After Epictetus said this, the student's reaction was, "Yes, but someone who is unjust comes off better" (v. 2, p. 174).
This part of the dialogue sums up, in my opinion, the vast majority of conversations and misunderstandings about life and events in life.
In my review of Mormonism, Christianity and religion in general, over the past few years, I have lost count the number of times people who got upset because God did or didn't do something.
People will say God answered their prayer when:
- they found their lost keys
- their loved one was healed
- they financially prospered
- their home was protected from weather
People will say God cursed them when:
- they lost their stuff
- their loved one died or had cancer
- they lost money or were poor
- their property was damaged
Yet other people, in those same "unfortunate" circumstances will say that these are trials God has given them to strengthen their faith in God. A subset of this group will have their faith strengthened if things indeed "turn around" while another subset of these people might exercise faith in God, pray, fast, etc. but when their desires to find something, or to have a loved one healed, aren't realized, they turn bitter.
I've also seen many people complain how God is in the details of our life and helps us find our lost keys, but then God totally ignores the massacred Jews in WWII, the Rwandans in 1994 or people who died in earthquakes or hurricanes or drought. They say, "if God can intervene in someone's life on such a small scale of lost keys, why could He not intervene on a macro-level? Is He only powerful on a small scale and powerless when it comes to large-scale events?"
The Stoic philosophy rises above these mis-guided arguments. The Stoics accept that God/Zeus/Providence/the Universe will proceed the way it wants to proceed. Try as we might, we humans will not have much of an impact on guiding Cosmic willpower. Rather than focusing on something entirely out of your control, you ought to focus on what is in your control - which is your reaction to Providential events, while also recognizing that there is still a human element at play in this universe.

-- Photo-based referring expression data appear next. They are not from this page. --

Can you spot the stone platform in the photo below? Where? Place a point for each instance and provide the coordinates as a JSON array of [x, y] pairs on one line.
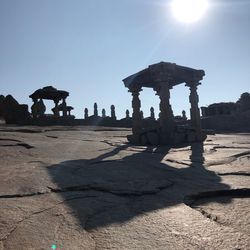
[[86, 188]]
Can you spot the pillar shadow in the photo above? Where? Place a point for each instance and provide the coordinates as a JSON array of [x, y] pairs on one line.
[[108, 189]]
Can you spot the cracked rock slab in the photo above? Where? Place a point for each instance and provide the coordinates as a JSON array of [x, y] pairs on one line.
[[87, 188]]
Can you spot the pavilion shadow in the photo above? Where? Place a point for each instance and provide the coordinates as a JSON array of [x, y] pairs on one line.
[[103, 191]]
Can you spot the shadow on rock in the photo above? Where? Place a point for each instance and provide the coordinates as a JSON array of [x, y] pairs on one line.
[[108, 189]]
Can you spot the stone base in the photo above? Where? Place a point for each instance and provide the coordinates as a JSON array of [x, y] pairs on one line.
[[157, 138]]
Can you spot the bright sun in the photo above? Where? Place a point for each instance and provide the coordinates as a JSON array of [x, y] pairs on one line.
[[189, 10]]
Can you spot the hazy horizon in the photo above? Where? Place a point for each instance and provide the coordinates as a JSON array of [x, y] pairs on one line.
[[88, 47]]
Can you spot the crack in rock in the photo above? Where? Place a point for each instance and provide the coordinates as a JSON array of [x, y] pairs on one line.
[[234, 193], [5, 238], [122, 192], [235, 173], [6, 139], [25, 145]]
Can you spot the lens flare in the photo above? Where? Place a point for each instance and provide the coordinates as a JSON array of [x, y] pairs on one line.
[[189, 11]]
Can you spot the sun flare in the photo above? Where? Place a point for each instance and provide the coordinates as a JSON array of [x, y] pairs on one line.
[[189, 11]]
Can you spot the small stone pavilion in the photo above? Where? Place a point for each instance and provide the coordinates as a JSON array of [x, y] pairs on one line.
[[162, 77], [50, 93]]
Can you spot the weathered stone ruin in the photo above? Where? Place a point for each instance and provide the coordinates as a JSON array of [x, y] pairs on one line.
[[162, 77], [13, 112], [228, 116], [61, 112]]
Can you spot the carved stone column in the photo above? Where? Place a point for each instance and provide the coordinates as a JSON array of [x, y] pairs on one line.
[[166, 113], [136, 105], [194, 111], [56, 109], [64, 107]]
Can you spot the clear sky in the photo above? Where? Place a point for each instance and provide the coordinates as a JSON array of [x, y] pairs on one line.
[[88, 46]]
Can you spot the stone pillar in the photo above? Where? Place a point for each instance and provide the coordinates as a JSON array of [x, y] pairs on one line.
[[86, 113], [64, 108], [127, 114], [56, 109], [103, 113], [152, 113], [112, 108], [166, 116], [194, 111], [136, 105], [95, 109]]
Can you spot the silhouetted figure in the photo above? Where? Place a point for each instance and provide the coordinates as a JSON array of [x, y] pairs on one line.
[[152, 113], [95, 109], [103, 113], [184, 115], [86, 113], [112, 107], [41, 108], [142, 116], [34, 109], [127, 114]]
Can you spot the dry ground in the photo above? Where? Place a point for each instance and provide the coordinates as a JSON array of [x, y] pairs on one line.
[[86, 188]]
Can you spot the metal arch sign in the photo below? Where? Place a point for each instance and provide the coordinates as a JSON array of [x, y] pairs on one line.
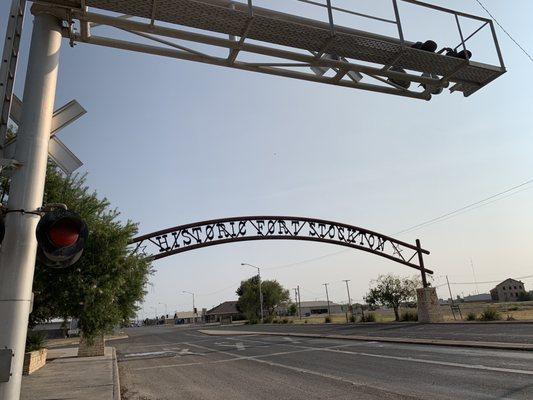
[[239, 229]]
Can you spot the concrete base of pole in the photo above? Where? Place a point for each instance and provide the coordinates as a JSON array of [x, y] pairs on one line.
[[428, 305], [93, 348]]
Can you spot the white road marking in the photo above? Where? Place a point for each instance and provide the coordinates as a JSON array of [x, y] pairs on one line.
[[152, 353], [180, 351], [435, 362], [290, 339], [238, 358], [238, 345]]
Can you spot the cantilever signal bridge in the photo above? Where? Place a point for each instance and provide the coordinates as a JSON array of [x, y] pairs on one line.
[[290, 45]]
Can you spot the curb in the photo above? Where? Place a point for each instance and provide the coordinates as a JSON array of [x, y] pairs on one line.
[[116, 378], [434, 342]]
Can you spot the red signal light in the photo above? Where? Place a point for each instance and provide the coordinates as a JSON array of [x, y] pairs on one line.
[[61, 235], [64, 233]]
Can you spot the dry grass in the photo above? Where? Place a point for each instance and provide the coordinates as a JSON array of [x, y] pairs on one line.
[[519, 311]]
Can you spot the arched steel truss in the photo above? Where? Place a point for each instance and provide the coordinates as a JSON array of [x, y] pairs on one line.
[[239, 229]]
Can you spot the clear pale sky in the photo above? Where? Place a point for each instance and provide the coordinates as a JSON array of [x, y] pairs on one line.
[[171, 142]]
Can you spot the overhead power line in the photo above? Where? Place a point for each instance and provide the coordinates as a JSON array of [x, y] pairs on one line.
[[470, 207], [504, 30], [487, 282]]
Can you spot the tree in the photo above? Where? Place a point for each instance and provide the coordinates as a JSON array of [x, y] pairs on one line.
[[391, 291], [103, 287], [273, 296], [293, 309], [524, 296]]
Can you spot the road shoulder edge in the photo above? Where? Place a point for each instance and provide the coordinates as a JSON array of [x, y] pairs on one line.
[[434, 342]]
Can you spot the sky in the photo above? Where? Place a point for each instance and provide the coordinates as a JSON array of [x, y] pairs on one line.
[[171, 142]]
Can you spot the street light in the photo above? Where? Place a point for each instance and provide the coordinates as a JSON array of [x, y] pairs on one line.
[[193, 306], [260, 291]]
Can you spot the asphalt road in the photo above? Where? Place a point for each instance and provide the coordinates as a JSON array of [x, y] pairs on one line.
[[515, 332], [181, 363]]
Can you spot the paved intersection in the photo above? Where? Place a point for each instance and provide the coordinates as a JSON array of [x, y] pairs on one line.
[[181, 363]]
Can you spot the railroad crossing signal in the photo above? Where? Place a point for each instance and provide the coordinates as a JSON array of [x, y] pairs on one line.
[[61, 237], [57, 150]]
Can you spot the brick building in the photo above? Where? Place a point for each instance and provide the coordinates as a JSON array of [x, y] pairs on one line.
[[508, 290]]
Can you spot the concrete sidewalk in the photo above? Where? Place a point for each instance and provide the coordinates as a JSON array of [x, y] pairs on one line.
[[65, 376]]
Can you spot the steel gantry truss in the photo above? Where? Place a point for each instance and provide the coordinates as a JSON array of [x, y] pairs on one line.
[[299, 48], [239, 229]]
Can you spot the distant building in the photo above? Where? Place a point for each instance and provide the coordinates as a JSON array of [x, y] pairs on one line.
[[310, 308], [477, 297], [508, 290], [225, 312], [186, 317]]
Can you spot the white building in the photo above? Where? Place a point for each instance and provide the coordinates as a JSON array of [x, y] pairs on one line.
[[320, 307]]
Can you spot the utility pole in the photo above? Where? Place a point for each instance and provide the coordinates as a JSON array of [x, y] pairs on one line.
[[193, 305], [299, 302], [327, 297], [474, 275], [296, 299], [260, 291], [17, 262], [166, 309], [349, 299]]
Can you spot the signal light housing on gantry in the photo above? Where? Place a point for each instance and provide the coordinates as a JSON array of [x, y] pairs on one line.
[[61, 237]]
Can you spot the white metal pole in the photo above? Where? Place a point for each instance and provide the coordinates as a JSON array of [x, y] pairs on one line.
[[260, 294], [17, 256], [349, 299], [327, 297]]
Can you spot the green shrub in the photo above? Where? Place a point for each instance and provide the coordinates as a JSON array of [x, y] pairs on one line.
[[368, 317], [490, 314], [409, 316], [35, 341], [471, 316]]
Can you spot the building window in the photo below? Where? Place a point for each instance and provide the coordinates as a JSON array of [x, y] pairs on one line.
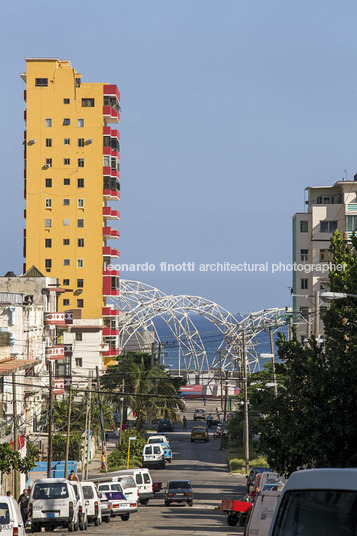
[[304, 226], [88, 103], [328, 226], [304, 283], [303, 254], [41, 82]]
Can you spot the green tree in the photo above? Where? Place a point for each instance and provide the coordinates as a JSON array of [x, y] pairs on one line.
[[312, 422], [150, 388]]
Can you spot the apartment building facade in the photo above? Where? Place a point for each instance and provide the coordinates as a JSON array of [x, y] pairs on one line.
[[71, 177], [327, 208]]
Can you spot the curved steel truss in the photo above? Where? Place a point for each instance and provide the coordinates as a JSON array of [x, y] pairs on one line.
[[139, 304]]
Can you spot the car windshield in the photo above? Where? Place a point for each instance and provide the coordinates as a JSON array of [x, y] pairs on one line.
[[115, 496], [4, 514], [88, 492], [179, 484], [50, 491]]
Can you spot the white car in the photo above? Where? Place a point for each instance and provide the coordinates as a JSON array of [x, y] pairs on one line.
[[10, 517], [153, 455], [92, 502], [53, 503]]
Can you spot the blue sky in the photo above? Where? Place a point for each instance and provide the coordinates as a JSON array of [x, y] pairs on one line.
[[229, 110]]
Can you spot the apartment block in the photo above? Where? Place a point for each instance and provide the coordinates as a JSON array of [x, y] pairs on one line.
[[327, 208]]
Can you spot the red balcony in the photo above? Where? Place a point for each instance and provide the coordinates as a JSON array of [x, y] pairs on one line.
[[108, 232], [109, 311], [110, 115], [110, 214], [109, 252], [58, 319], [111, 273], [109, 332], [112, 352]]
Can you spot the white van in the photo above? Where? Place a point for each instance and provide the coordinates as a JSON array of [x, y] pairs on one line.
[[92, 502], [153, 455], [317, 501], [53, 503], [143, 481], [10, 517]]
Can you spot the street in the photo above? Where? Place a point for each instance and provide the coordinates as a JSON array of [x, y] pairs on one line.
[[206, 466]]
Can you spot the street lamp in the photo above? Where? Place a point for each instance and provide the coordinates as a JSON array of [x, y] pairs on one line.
[[330, 296]]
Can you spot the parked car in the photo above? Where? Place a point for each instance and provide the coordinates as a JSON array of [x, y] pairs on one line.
[[199, 433], [10, 517], [165, 425], [91, 497], [53, 503], [178, 491], [82, 509], [105, 507], [153, 455], [120, 505], [199, 414]]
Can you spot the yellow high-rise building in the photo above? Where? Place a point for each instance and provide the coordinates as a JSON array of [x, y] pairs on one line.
[[71, 175]]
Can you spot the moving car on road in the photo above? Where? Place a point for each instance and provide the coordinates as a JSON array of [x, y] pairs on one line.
[[199, 433], [178, 491], [165, 425]]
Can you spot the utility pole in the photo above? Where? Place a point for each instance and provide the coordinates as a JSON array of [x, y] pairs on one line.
[[14, 405], [121, 411], [101, 413], [68, 431], [272, 351], [245, 401], [50, 419]]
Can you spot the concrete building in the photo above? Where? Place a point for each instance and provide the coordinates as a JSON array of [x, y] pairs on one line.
[[71, 177], [327, 208]]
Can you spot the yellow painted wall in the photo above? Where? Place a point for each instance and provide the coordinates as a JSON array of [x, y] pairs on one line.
[[47, 102]]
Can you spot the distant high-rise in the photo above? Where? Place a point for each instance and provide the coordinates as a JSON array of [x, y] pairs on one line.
[[71, 175]]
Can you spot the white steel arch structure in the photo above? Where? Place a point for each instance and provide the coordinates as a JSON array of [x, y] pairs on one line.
[[139, 304]]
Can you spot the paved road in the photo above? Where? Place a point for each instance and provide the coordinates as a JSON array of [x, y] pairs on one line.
[[206, 466]]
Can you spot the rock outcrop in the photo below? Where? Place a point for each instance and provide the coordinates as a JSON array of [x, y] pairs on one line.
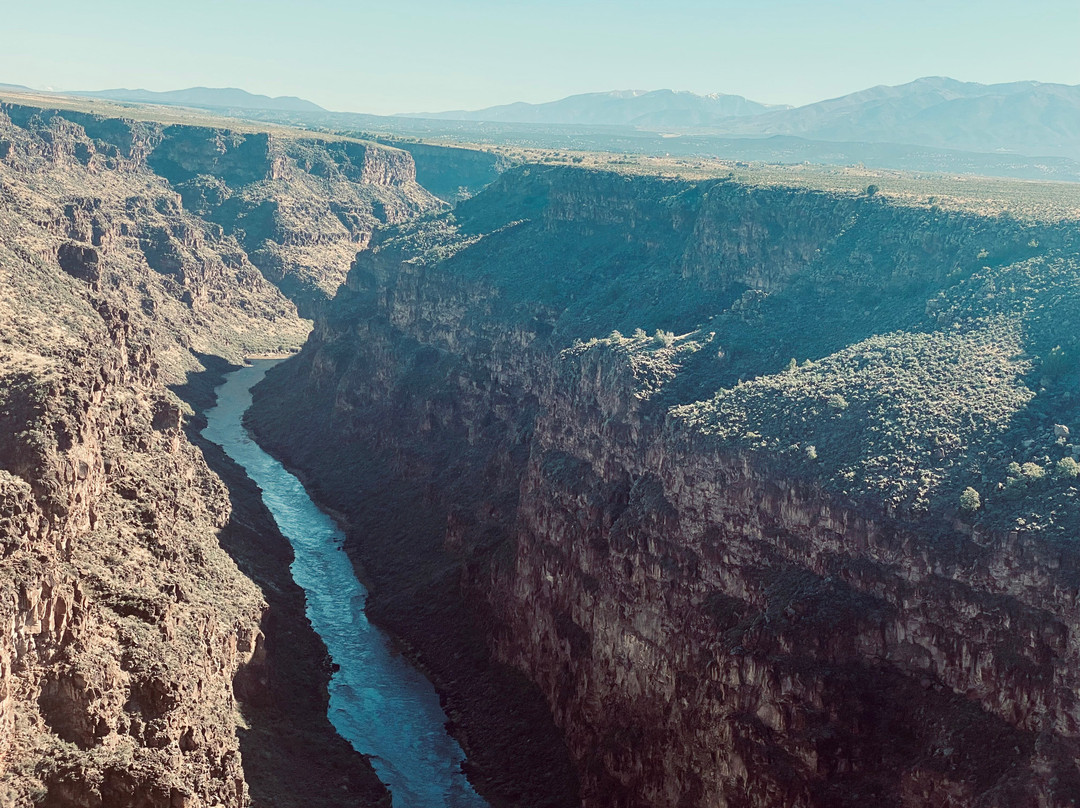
[[138, 664], [729, 554]]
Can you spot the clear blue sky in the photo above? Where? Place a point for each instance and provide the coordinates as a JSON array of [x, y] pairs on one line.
[[410, 55]]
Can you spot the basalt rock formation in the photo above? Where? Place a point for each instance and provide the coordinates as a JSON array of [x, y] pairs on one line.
[[133, 648], [805, 536]]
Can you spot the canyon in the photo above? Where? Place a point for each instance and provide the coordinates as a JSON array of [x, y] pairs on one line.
[[688, 455], [683, 490], [138, 663]]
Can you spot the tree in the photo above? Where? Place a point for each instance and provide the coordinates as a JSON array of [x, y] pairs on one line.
[[970, 499]]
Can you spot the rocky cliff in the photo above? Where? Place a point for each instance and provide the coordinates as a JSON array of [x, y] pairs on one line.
[[734, 550], [138, 664]]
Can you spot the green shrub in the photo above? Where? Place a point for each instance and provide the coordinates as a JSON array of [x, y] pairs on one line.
[[1068, 468], [970, 499]]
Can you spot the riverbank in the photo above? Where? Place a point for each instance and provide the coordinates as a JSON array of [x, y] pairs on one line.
[[516, 757], [293, 757]]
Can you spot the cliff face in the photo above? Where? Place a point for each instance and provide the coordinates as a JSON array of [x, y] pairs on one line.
[[124, 621], [736, 579], [299, 209]]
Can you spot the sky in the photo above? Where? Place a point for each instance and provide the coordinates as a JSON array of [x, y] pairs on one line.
[[430, 55]]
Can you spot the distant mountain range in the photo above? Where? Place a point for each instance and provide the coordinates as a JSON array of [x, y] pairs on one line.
[[1025, 117], [619, 107], [207, 98], [1023, 129]]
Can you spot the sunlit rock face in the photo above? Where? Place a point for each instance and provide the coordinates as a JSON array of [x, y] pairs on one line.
[[736, 578], [123, 623]]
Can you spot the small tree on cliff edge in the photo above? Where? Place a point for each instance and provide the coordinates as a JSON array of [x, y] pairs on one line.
[[970, 500]]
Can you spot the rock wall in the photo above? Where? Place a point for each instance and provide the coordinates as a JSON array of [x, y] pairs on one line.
[[138, 665], [123, 620], [709, 623]]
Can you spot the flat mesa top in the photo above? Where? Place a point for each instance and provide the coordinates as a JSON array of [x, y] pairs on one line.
[[1029, 200], [165, 115]]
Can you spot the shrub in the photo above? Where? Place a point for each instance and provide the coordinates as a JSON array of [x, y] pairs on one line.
[[663, 338], [1068, 468], [970, 499], [1033, 471]]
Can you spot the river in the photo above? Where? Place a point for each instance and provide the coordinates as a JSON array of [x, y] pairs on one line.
[[379, 702]]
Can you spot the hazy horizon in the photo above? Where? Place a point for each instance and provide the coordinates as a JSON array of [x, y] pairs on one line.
[[426, 56]]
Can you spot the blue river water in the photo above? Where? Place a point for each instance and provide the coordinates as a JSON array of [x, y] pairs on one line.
[[379, 702]]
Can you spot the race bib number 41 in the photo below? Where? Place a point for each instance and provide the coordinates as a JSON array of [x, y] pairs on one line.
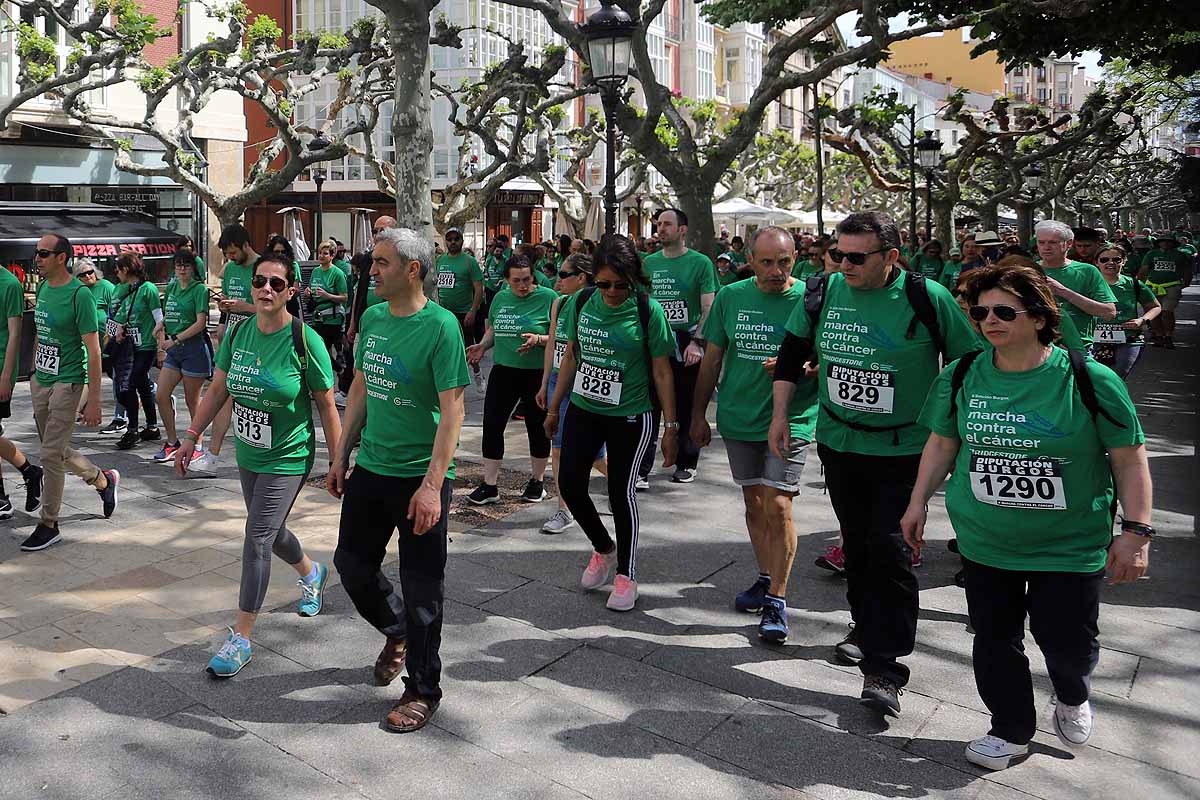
[[599, 384], [861, 390], [1018, 482]]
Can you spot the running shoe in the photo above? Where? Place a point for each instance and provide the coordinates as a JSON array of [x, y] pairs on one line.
[[624, 595], [108, 494], [595, 573], [561, 521], [233, 655], [42, 537], [773, 625], [484, 494], [311, 594], [534, 492], [167, 452], [833, 560], [750, 601]]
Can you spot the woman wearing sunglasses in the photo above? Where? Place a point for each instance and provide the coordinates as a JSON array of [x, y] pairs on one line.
[[273, 380], [1031, 503], [575, 275], [519, 328], [1119, 344], [611, 364]]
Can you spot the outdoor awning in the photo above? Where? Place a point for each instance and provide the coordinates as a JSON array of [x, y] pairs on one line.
[[94, 230]]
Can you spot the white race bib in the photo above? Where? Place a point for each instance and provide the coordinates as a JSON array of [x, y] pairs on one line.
[[1109, 334], [861, 390], [1018, 482], [252, 426], [599, 384], [46, 360]]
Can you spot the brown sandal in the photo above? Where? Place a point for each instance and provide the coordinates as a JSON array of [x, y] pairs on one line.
[[413, 713], [390, 661]]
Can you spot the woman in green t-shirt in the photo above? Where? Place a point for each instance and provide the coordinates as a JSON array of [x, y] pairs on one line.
[[1036, 438], [519, 328], [618, 348], [274, 367]]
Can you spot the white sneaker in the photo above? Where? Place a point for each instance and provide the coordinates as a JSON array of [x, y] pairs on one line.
[[1073, 723], [993, 752]]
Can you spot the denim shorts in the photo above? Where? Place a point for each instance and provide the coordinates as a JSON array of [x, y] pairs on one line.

Always keep in mind what Marcus Aurelius said in Book 4.1:
Wherever it is in agreement with nature, the ruling power within us takes a flexible approach to circumstances, always adapting itself easily to both practicality and the given event. It has no favoured material for its work, but sets out on its objects in a conditional way, turning any obstacle into material for its own use.Rather than choosing to look at events with a "blessed/cursed" mindset, we ought to look at them, at all times, as opportunities to exercise some virtue.
Also, when someone "comes off better" you have to ask yourself what you are actually judging - what game is being played. If the game is "win all the money" and someone sells their soul or body to gain money, then there will be plenty of people who are better at that game than you.
But if you are trying to judge the character of a person and you choose to be "trustworthy and honest," (see v. 3, p. 174) then the person who sold their soul or body for money is not better off than you who have not sold your soul or body for money.
To put a finer point on this, Stoic philosophy says "virtue is the sole good." This means the only game that matters is: are you winning at exercising virtue (courage, justice, wisdom, temperance, etc). Nothing else matters.
If you play this game, then wealth, health, prestige, honors, power will not matter to you. If someone is better than you, then they will have more courage; they will be wiser and have more justice; they will be disciplined and self-controlled. They will adhere to a moral and honest life, regardless of whether they are rich or poor, healthy or sick, maimed or strong, powerful or simple.
If you base your judgments about people and events on virtue, then you will see who the real winners and losers are.